7.  Conserved Quantities and Continuous Processes

         The three Humean approaches considered so far all offer a reductionist analysis of causation.  Analytical reductionism is not, however, the only form that reductionism with respect to causation can take.  Thus, even if it does turn out to be the case that causal facts are not logically supervenient upon noncausal ones, there is still the possibility of an a posteriori identification of causal and non-causal facts.

         The idea of a non-analytic reduction of causation has been advanced over the past few years by a number of philosophers.  Thus David Fair (1979), for example, proposed that basic causal relations can, as a consequence of our scientific knowledge, be identified with certain physicalistic relations between objects -- relations that can be characterized in terms of the transference of either energy or momentum between the objects involved, while, more recently, Wesley Salmon (1997) and Phil Dowe (2000a and 2000b), have proposed that causal processes are to be identified with continuous processes in which quantities are conserved.  Thus Dowe (2000b, p. 173), for example, suggests the following account:

 Causal Connection:  Interactions I1, I2 are linked by a causal connection in virtue of causal process p only if some conserved quantity is exchanged in I1, and transmitted by p.

         What are the general prospects for a contingent identification of causation with such physicalistic relations?  Perhaps the first point that needs to be made is that once one abandons the view that causal relations are logically supervenient upon noncausal states of affairs, and embraces an a posteriori reduction, one is left with the question of how the concept of causation is to be analyzed.

         But does someone who advances a contingent identity thesis really need to grapple with this issue?  Can it not be left simply as an open question?  Perhaps, but the situation in the case of contingent identity theses concerning the mind suggests that this may very well not be so.  For until a satisfactory analysis has been offered, there is the possibility of an argument to the effect that it is logically impossible for causal relations to be identical with any physicalistic relations.  In particular, might it not plausibly be argued that the concept of causation is the concept of a relation that possesses a certain intrinsic nature, so that causation must be one and the same relation in all possible worlds, just as what it is for something to be a law of nature does not vary from one world to another?  But if this is right, then one can appeal to the possibility of worlds that involve causation, but that do not contain the physicalistic relations in question, or that involve non-continuous causal connections between events, in order to draw the conclusion that causation cannot, even in this world, be identical with the relevant physicalistic relation.

         What is needed, in short, if an a posteriori reduction is to be sustainable, is a satisfactory analysis of the concept of causation according to which causation, rather than having an intrinsic nature, is simply whatever relation happens to play a certain role in a given possible world.  But at present, no such analysis seems to be at hand.

         A second problem for any contingent identification of causation with a physicalistic relation arises from the fact that one needs to find a physicalistic relation that, like causation, has a direction, but where the direction of the physicalistic relation does not itself need to be cashed out in terms of causation.  In Fair's account, for example, the appeal is to the direction of the transference of energy and/or momentum, and this is exposed to the immediate objection that the concept of transference itself involves the idea of causation.

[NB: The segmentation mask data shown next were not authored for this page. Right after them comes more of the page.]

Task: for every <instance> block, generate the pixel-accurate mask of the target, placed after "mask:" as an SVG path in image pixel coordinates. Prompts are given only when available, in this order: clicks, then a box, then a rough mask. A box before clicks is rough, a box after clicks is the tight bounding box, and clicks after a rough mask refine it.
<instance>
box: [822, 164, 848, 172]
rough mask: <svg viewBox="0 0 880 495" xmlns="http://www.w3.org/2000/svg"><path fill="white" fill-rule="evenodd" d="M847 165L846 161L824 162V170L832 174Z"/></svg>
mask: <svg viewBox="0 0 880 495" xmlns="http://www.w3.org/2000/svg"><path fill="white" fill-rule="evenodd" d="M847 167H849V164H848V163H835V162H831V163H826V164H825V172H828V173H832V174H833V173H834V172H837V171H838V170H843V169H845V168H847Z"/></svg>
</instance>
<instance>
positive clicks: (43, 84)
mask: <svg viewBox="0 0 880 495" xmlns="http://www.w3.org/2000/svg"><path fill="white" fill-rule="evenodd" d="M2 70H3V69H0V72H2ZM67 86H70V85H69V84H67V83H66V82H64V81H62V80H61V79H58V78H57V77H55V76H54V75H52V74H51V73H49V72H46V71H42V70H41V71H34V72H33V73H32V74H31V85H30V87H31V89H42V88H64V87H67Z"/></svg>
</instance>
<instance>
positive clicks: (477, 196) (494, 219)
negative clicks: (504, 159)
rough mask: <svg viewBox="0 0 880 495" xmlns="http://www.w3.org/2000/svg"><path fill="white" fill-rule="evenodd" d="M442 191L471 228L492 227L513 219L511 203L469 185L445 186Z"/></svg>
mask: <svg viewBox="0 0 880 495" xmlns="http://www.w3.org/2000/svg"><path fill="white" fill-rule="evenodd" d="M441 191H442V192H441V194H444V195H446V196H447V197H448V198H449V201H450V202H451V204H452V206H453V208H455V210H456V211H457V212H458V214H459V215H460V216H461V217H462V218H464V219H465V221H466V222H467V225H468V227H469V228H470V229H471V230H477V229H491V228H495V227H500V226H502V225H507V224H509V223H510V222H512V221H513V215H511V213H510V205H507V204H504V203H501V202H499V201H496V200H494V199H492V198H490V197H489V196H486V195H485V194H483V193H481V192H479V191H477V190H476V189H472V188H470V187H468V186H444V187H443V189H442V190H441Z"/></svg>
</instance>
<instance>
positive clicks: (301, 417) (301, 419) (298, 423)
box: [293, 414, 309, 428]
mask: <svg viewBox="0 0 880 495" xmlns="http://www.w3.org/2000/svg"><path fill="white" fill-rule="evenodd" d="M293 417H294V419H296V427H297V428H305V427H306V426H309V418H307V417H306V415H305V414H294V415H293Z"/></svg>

         Fair's response to this problem is that the direction of transference can be explained in temporal terms, rather than causal ones (1979, 240-1).  But this response involves substantial assumptions concerning the relation between the direction of time and the direction of causation.  In particular, many philosophers think that the direction of time is itself to be explained in terms of the direction of causation -- a view that is immediately precluded by Fair's account.

         If, on the other hand, one appeals to features such as the direction of the increase in entropy, or of open forks, etc., to supply the direction for causal processes, one encounters the problem that there are simple worlds, and temporally 'inverted' worlds, that have the same laws, and the same fundamental particles, as our world, but where the contingent identification being proposed either generates the wrong direction for causal processes, or none at all.

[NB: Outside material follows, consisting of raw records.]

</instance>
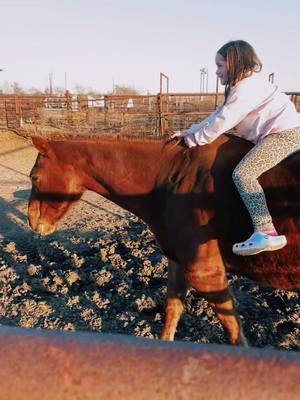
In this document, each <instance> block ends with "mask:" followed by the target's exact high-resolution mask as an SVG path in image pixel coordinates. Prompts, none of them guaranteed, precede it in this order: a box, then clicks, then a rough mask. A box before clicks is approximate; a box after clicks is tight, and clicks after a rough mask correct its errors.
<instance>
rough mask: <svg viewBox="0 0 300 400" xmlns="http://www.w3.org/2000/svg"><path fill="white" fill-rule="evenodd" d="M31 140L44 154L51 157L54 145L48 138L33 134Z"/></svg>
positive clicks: (36, 147) (52, 151)
mask: <svg viewBox="0 0 300 400" xmlns="http://www.w3.org/2000/svg"><path fill="white" fill-rule="evenodd" d="M31 140H32V143H33V144H34V146H35V147H36V148H37V150H38V151H39V153H40V154H41V155H42V156H45V157H49V156H50V155H51V153H53V150H52V147H51V145H50V143H49V142H48V140H47V139H44V138H42V137H41V136H32V137H31Z"/></svg>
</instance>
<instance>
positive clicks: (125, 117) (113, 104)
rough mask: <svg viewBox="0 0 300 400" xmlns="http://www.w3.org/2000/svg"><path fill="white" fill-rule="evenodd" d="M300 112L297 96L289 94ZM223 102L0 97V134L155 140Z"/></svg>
mask: <svg viewBox="0 0 300 400" xmlns="http://www.w3.org/2000/svg"><path fill="white" fill-rule="evenodd" d="M288 94H289V95H290V96H291V99H292V100H293V101H294V103H295V105H296V107H297V109H298V110H300V101H298V100H299V97H300V92H289V93H288ZM223 101H224V96H223V94H220V93H159V94H157V95H144V96H143V95H132V96H130V95H127V96H111V95H104V96H99V97H92V96H87V95H76V96H75V95H71V94H70V93H69V92H66V93H65V94H64V95H62V96H51V97H50V96H30V95H17V96H16V95H0V128H8V129H14V130H17V131H20V133H23V134H29V135H30V134H36V133H41V134H42V133H47V132H49V133H50V132H51V133H53V132H57V133H63V132H68V133H72V132H74V133H80V134H84V133H101V132H112V133H125V134H129V135H145V136H159V135H162V134H164V133H165V132H166V131H168V130H181V129H185V128H187V127H189V126H190V125H191V124H192V123H194V122H196V121H200V120H202V119H203V118H205V117H206V116H207V115H209V114H210V113H211V112H213V111H214V110H215V109H216V108H217V106H218V105H220V104H222V102H223Z"/></svg>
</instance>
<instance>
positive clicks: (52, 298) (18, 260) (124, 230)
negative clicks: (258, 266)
mask: <svg viewBox="0 0 300 400" xmlns="http://www.w3.org/2000/svg"><path fill="white" fill-rule="evenodd" d="M0 149H1V150H0V187H1V192H0V234H2V235H3V238H2V239H1V240H0V324H2V325H14V326H22V327H27V328H31V327H39V328H44V329H62V330H69V331H75V330H76V331H78V330H82V331H98V332H106V333H125V334H129V335H135V336H143V337H148V338H158V337H159V334H160V332H161V329H162V324H163V318H164V304H165V294H166V259H165V257H164V256H163V255H162V253H161V251H160V249H159V248H158V247H157V245H156V242H155V240H154V238H153V236H152V234H151V232H150V231H149V229H148V228H147V226H146V225H145V224H143V223H142V222H141V221H140V220H139V219H138V218H136V217H135V216H133V215H132V214H129V213H128V212H126V211H124V210H122V209H120V208H119V207H117V206H115V205H114V204H112V203H110V202H109V201H107V200H105V199H104V198H102V197H101V196H99V195H96V194H95V193H91V192H89V193H86V194H85V195H84V196H83V198H82V200H81V201H80V202H79V204H78V205H77V208H76V209H74V210H73V212H72V213H71V214H70V215H69V216H68V217H67V218H66V219H65V220H64V221H63V223H62V224H61V226H60V230H59V231H58V232H57V233H55V234H54V235H52V236H51V237H48V238H46V239H39V238H37V237H35V235H34V234H33V233H32V232H31V230H30V228H29V227H28V224H27V217H26V213H27V200H28V196H29V193H30V181H29V178H28V175H29V172H30V170H31V167H32V166H33V164H34V160H35V157H36V154H37V152H36V150H35V149H34V148H33V147H32V145H31V142H30V140H29V139H25V138H23V137H20V136H18V135H16V134H14V133H12V132H7V131H1V132H0ZM229 279H230V283H231V288H232V290H233V293H234V295H235V298H236V301H237V307H238V312H239V314H240V317H241V320H242V323H243V327H244V332H245V335H246V337H247V339H248V341H249V343H250V345H252V346H257V347H273V348H279V349H283V350H285V349H286V350H298V351H299V350H300V302H299V294H295V293H290V292H286V291H282V290H272V289H260V288H259V287H258V286H256V285H255V284H254V283H253V282H251V281H250V280H248V279H245V278H238V277H236V276H234V275H231V276H229ZM176 339H177V340H182V341H191V342H197V343H228V338H227V336H226V334H225V333H224V331H223V329H222V327H221V325H220V323H219V322H218V320H217V319H216V317H215V316H214V314H213V312H212V310H211V309H210V307H208V305H207V303H206V302H205V301H204V300H203V299H202V298H201V297H200V296H199V295H198V294H197V293H196V292H195V291H193V290H191V291H190V292H189V295H188V298H187V303H186V312H185V314H184V316H183V318H182V320H181V322H180V324H179V328H178V333H177V335H176Z"/></svg>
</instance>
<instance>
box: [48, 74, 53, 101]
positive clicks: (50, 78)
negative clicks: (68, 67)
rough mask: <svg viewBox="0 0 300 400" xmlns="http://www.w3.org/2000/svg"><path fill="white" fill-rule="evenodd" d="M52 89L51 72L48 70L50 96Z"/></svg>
mask: <svg viewBox="0 0 300 400" xmlns="http://www.w3.org/2000/svg"><path fill="white" fill-rule="evenodd" d="M52 89H53V73H52V72H50V73H49V94H50V96H52V93H53V91H52Z"/></svg>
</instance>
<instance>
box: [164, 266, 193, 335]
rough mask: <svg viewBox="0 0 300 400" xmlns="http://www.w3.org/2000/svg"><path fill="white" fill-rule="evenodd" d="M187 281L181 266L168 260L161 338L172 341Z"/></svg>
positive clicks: (184, 295)
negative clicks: (166, 288)
mask: <svg viewBox="0 0 300 400" xmlns="http://www.w3.org/2000/svg"><path fill="white" fill-rule="evenodd" d="M186 292H187V283H186V278H185V274H184V270H183V268H182V267H181V266H180V265H179V264H177V263H176V262H175V261H173V260H170V259H169V260H168V286H167V306H166V317H165V324H164V328H163V332H162V335H161V339H162V340H168V341H173V340H174V336H175V332H176V328H177V325H178V322H179V320H180V317H181V315H182V313H183V310H184V300H185V296H186Z"/></svg>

        A third difficulty concerns the relation between brain states and the properties of experiences, or between thoughts and decisions and subsequent action.  Thus, many philosophers hold that the phenomenal, qualitative properties of experiences cannot be reduced to non-emergent physicalistic properties.  But if this is right, is it plausible that some quantity is conserved when a brain event gives rise to an experience, or that there is a transference of energy and/or momentum from the fundamental particles of physics to states of affairs involving qualia?  Or is it plausible that when a thought results in behavior, some conserved quantity was transmitted from the thought to the brain?  If these suppositions are not plausible, then any identification of causation with physicalistic relations presupposes the highly controversial claim that the mind involves no properties other than those that are reducible to the properties and relations that enter into theories in physics.

         In view of the above points, the prospects for a physicalistic reduction of causation do not appear bright.